CSE 576 Final Project

Fishbowl VR

Peter Henry and Eric Holk

Introduction

We have created a virtual reality environment augmented with head tracking information from a commodity webcam. Our system adjusts the perspective of the 3D image on screen such that it is correct from the user's point of view. This allows for far more immersive 3D visualization experiences, and raises several possibilities for more natural interaction with rendered 3D scenes.

Related Work

This work was primarily inspired by the head tracking VR display done by Johnny Lee from CMU using the Nintendo Wii Remote. Our work extends this by requiring only hardware that is commonly available in today's laptop PCs.

Students at the University of Toronto have also improved a molecular visualization system by using face tracking to control the point of view.

Origin Instruments has an existing product Headmouse that requires a tracking dot to be worn, and tracks the head position in only two dimensions.

Free Track is another existing solution that can track a number of degrees of freedom, but again, requiring the user to wear trackable hardware on their head.

To the best of our knowledge, our work is unique among face-tracking VR systems because of its combination of patch tracking to enable smoother facial position measurements while still maintaining a framerate acceptable for interactive experiences.

Algorithm

Face Detection

We use the Haar classifier included with OpenCV as part of our solution. With the provided frontal-face classifier, this detector can quickly locate the largest face-like feature in the camera image. However, because it works by finding the most likely face across discrete scales, it is of limited use for determining depth, and exhibits noise and fluctuations in the z-direction. This manifests itself visually as scene objects constantly flickering towards and away from the user, even if the user is attempting to hold their head stationary. It also makes no use of the temporaly sequential nature of our video frames, so it will sometimes jump to detect an unrelated object in the camera's view for a single frame before jumping back to the true face in the next frame.

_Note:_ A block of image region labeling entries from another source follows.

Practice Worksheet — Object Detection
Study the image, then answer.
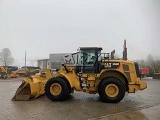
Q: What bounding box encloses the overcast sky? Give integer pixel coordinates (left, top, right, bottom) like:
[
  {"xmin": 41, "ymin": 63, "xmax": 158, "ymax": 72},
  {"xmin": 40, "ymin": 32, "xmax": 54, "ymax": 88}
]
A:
[{"xmin": 0, "ymin": 0, "xmax": 160, "ymax": 64}]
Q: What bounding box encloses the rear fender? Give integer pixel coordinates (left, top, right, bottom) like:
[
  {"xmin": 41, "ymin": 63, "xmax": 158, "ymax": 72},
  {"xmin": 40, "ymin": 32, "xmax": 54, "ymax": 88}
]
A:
[
  {"xmin": 60, "ymin": 71, "xmax": 81, "ymax": 91},
  {"xmin": 99, "ymin": 70, "xmax": 128, "ymax": 89}
]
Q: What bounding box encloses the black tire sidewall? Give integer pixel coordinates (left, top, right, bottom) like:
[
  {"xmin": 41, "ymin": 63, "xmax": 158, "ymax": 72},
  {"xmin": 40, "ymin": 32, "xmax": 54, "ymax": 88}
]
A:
[
  {"xmin": 45, "ymin": 77, "xmax": 69, "ymax": 101},
  {"xmin": 98, "ymin": 78, "xmax": 125, "ymax": 103}
]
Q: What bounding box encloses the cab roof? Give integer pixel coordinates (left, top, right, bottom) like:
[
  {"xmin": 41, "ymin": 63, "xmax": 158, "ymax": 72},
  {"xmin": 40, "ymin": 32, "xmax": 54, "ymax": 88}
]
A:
[{"xmin": 79, "ymin": 47, "xmax": 102, "ymax": 50}]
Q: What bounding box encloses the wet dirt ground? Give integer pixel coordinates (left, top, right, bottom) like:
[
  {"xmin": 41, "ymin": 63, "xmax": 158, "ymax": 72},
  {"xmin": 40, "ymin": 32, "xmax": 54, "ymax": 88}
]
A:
[{"xmin": 0, "ymin": 78, "xmax": 160, "ymax": 120}]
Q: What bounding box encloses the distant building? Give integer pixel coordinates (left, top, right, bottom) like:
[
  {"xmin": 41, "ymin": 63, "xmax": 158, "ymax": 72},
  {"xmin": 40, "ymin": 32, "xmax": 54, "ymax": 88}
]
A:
[
  {"xmin": 37, "ymin": 53, "xmax": 69, "ymax": 71},
  {"xmin": 37, "ymin": 59, "xmax": 49, "ymax": 70}
]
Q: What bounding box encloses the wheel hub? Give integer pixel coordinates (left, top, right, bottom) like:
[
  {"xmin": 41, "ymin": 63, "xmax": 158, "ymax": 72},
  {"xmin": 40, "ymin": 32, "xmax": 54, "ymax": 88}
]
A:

It is fast and reliable enough to provide one of our position estimates, and to determine the initial region for our other head position estimator, the frame-to-frame feature tracker.

Feature Tracking

Given an initial face detection, our program finds Harris corners within a subset region of the detected face, in order to detect only points actually on the face. We detect 80 feature points, and store a 7x7 grayscale patch as the feature descriptor. In the next frame, we sample points from the same region, and attempt to find the best similarity transform to desribe the motion of feature points between frames (with the origin as the center of the last detection region).

We chose the similarity transform because it has only 4 degrees of freedom, yet represents all the transformations that an assumed planar face undergoes during program use. The matrix A has only two degrees of freedom, and corresponds to a scaled rotation matrix. As rotation is irrelivant to determination of depth, we take the determinant of the A matrix to find the scale factor between frames, from which we can calculate the change in face depth between frames much more precisely than the discrete scale detections of the face detector. The translation vector t provides the x and y position change between frames.

In running RANSAC, we first use only the 40 best matches as determined by patch SSD. We then run 200 RANSAC iterations on two randomly selected matches to find the similarity transform that has the most inlier matches (defined as falling within 2 pixels). We then compute the least squares similarity transformation for all inlier matches, and use this to compute our estimate of face position. This estimated position and scale is used to define the region from which feature points are sampled in the next frame.

The feature tracker provides much more precise measurements of scale changes, but is effective at modeling fast motion, because the face can fall too far outside the feature search region defined in the previous frame. One solution to this would be to simply enlarge the region searched for features, but we then have the problem of picking up background features for which the identity transformation is the best solution. Another issue is that the small transformations cause drift over time, which can ultimately lead to the region no longer catching enough face features, and as a result, the face is lost.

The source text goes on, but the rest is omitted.